Учительская была недовольна, и естественник Амёба, отводя в сторону халдеев, жаловался, что Сашкец, "в поисках популярности, действует очень неполитично и разбивает единый воспитательский фронт…"
Глава одиннадцатая
— Слышь, Розен! — крикнул Душка, мимоходом заглянув во второе отделение: — не отдашь сегодня трешку, завтра полтинник набавлю:
— Какую трешку? Я у тебя рубль брал.
— А ты считать умеешь?
— Умею…
— Рубль ты у меня когда брал?.. В январе.
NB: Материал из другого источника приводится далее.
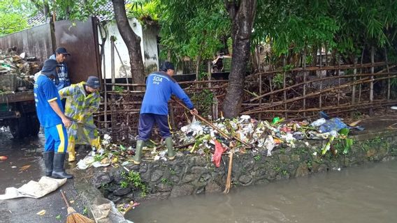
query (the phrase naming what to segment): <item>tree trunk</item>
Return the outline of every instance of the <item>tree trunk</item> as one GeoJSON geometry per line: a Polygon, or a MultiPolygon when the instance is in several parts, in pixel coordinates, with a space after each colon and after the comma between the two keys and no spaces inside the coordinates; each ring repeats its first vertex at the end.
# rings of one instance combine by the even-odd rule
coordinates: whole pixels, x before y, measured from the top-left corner
{"type": "Polygon", "coordinates": [[[232,58],[229,86],[223,104],[226,118],[238,116],[244,93],[245,70],[250,55],[250,37],[257,11],[257,0],[225,0],[231,19],[232,58]]]}
{"type": "Polygon", "coordinates": [[[132,28],[129,26],[125,10],[124,1],[112,0],[112,2],[117,29],[128,49],[132,82],[144,84],[145,68],[140,51],[140,38],[135,34],[132,28]]]}

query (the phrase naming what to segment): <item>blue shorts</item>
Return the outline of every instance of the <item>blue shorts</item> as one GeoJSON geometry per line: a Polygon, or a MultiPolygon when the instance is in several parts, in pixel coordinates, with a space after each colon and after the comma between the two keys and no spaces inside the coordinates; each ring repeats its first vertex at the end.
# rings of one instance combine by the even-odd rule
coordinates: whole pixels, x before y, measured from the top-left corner
{"type": "Polygon", "coordinates": [[[152,128],[157,124],[160,129],[160,135],[163,139],[171,136],[168,125],[168,116],[145,113],[139,115],[139,126],[138,127],[138,139],[147,141],[150,137],[152,128]]]}
{"type": "Polygon", "coordinates": [[[45,152],[54,151],[57,153],[65,153],[68,148],[68,134],[64,124],[44,129],[45,135],[45,152]]]}

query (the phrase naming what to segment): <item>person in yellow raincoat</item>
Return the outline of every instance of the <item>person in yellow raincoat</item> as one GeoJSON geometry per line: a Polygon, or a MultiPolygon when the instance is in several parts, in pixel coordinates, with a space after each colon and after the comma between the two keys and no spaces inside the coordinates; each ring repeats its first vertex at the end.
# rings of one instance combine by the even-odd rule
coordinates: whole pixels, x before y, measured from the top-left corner
{"type": "Polygon", "coordinates": [[[87,128],[83,125],[94,126],[92,114],[99,107],[100,86],[99,79],[90,76],[87,82],[72,84],[59,91],[62,98],[66,98],[65,114],[74,121],[67,128],[69,162],[75,160],[76,144],[90,144],[96,148],[100,146],[98,131],[87,128]]]}

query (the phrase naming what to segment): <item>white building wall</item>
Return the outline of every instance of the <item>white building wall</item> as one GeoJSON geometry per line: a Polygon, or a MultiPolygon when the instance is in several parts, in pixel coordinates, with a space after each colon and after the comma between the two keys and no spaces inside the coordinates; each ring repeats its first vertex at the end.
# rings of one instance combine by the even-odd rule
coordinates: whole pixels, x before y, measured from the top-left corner
{"type": "MultiPolygon", "coordinates": [[[[147,55],[150,55],[149,57],[151,58],[157,58],[156,63],[158,63],[158,56],[157,56],[157,43],[156,43],[156,38],[155,36],[154,37],[154,40],[147,40],[147,41],[143,40],[143,27],[142,25],[138,22],[136,19],[131,19],[129,21],[129,25],[132,28],[132,30],[135,32],[136,35],[138,35],[141,38],[140,41],[140,51],[142,52],[142,58],[143,60],[143,64],[145,66],[147,63],[148,65],[152,64],[153,60],[148,59],[148,61],[146,61],[145,57],[145,47],[144,47],[144,43],[147,43],[147,49],[150,49],[150,52],[147,52],[147,55]],[[152,43],[154,43],[154,46],[151,46],[150,45],[152,43]],[[152,51],[154,50],[156,52],[156,56],[153,55],[152,51]],[[152,56],[150,56],[152,55],[152,56]]],[[[111,78],[111,56],[110,56],[110,37],[114,36],[116,38],[116,41],[115,41],[115,45],[117,49],[119,54],[121,57],[121,61],[117,55],[117,53],[115,49],[115,74],[116,78],[120,77],[126,77],[127,75],[129,77],[131,77],[131,70],[130,70],[130,65],[129,65],[129,55],[128,54],[128,49],[124,40],[119,33],[117,29],[117,26],[115,22],[110,22],[106,26],[106,29],[107,29],[108,36],[106,41],[105,42],[105,47],[104,47],[104,54],[105,54],[105,68],[103,69],[103,61],[102,61],[101,67],[102,67],[102,76],[103,78],[111,78]],[[124,69],[123,69],[124,66],[124,69]],[[126,72],[127,71],[127,74],[126,72]],[[105,77],[106,75],[106,77],[105,77]]],[[[99,33],[99,31],[98,31],[99,33]]],[[[99,38],[99,43],[102,42],[101,38],[101,35],[98,35],[99,38]]],[[[152,35],[146,35],[146,38],[152,38],[152,35]]]]}

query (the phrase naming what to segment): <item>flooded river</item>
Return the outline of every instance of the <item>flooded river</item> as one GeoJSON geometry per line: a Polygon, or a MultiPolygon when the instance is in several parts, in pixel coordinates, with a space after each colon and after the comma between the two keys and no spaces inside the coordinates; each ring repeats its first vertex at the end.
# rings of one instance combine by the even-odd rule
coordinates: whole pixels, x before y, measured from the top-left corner
{"type": "Polygon", "coordinates": [[[397,161],[222,193],[142,202],[140,222],[397,222],[397,161]]]}

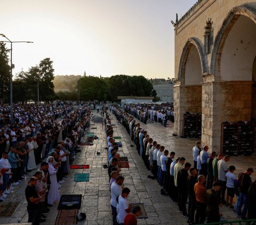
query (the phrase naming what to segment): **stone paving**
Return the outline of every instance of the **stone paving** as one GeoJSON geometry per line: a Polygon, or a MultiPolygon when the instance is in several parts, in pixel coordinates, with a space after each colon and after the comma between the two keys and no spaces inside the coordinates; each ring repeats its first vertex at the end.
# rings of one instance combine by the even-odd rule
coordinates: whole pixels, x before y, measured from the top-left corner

А сейчас апрель кончается. Не отдашь сегодня трешки, завтра три с полтиной будет.
— Да ты что? с ума сошел? — удивляется "барон" Розен. — Два с полтиной на рубль насчитал… С Гоголя и получи!
— Как? — нахмурившись подходит к парте Душка: — как ты сказал, зануда? С Гоголя?.. Не отдашь?
— Факт, не отдам… Три рубля! — В морду хочешь?
— Дай! — вскакивает "барон": — дай, попробуй.
Раздается звонкая оплеуха… Розен с воем хватается за покрасневшую щеку и падает обратно на парту…
— Ну? — спрашивает Душка. — Хватает? Будешь отдавать или нет?
— Уйди, — плачется Розен. — Откуда я тебе трешку возьму?
Новая оплеуха звонко отдается в классе, и снова воет "барон". Рисующий у окна худой и растрепанный новичок Андреев внезапно бросает краски и бледнеет.
— Оставь… Розена! — задыхаясь говорит он. — Под силу себе нашел, что ли?..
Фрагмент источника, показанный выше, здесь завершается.